Two other big proponents of gay marriage in New York -- City Council Speaker Christine Quinn and Governor Andrew Cuomo -- also praised the president's announcement.
"It's exciting for me, someone who's getting married a week from Saturday to see this announcement, and to know that as Kim and I walk to the altar, we're walked there not just by our fathers, not just by the great state of New York, but are also being walked there by the President of the United States," Quinn said.
"I think this is a major advancement for equal rights in this country," said Cuomo. "I applaud the president's courage. I believe it will be respected by the people of this country. I think it's going to be a great boost for marriage equality."
Governor Cuomo signed the bill legalizing same-sex marriage in New York state in June of last year.
Cardinal Timothy Dolan, who has maintained the church's strong stance against same sex marriage, said Wednesday he was saddened by the president's announcement.
In a statement, Dolan said, in part, "Unfortunately, President Obama’s words today are not surprising since they follow upon various actions already taken by his Administration that erode or ignore the unique meaning of marriage."
The president's about-face also puts him in difficult political footing. About half of Americans say they are in favor of same-sex marriage, but the issue attracts strong opposition, especially in swing states like North Carolina, which the president won in 2008.
Just yesterday, North Carolina voters overwhelmingly approved a referendum that would ban gay marriage under a constitutional amendment.

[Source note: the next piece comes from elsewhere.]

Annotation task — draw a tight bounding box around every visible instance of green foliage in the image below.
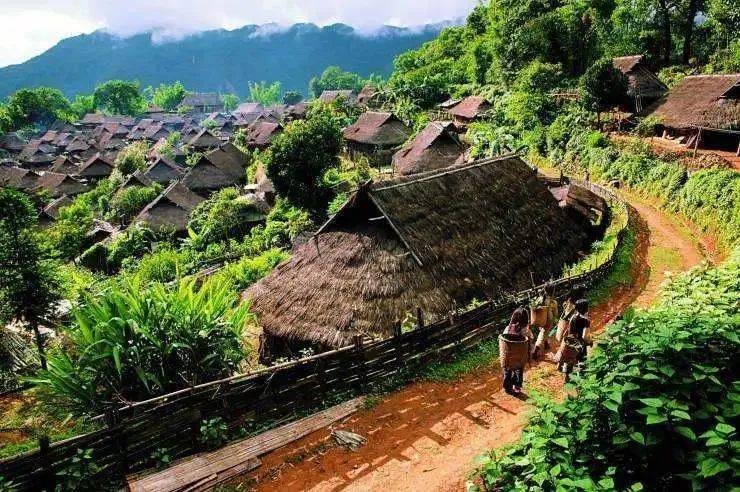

This could drum up voters on both sides of the presidential race. Obama's likely Republican opponent, Mitt Romney, is in favor of changing the U.S. Constitution to ban it.
"I do not favor marriage between people of the same gender and I don't favor civil unions if they are identical to marriage other than by name," said Romney. "My view is that domestic partnership benefits, hospital visitation rights and the like are appropriate, but that the others are not."
Across the five boroughs, including in Manhattan's Greenwich Village -- where the modern gay civil rights movement began -- New Yorkers voiced strong views for and against the president's new stance.
"What's wrong with it? I mean everybody is walking around here talking about how they hate gays. Why? That's what's wrong with the world today. Not enough love," said one New Yorker.
"It validates us, it validates us, our lives, our loves, it validates us," said another New Yorker.
"I just think they did it to get more votes in the next election, honestly," said a third New Yorker.
The president's move could drum up left-leaning support, and at the very least it allows him to not appear to be overly cautious on the issue politically.
However, many political observers think this election will hinge on the economy, saying by November this issue could fade from the headlines.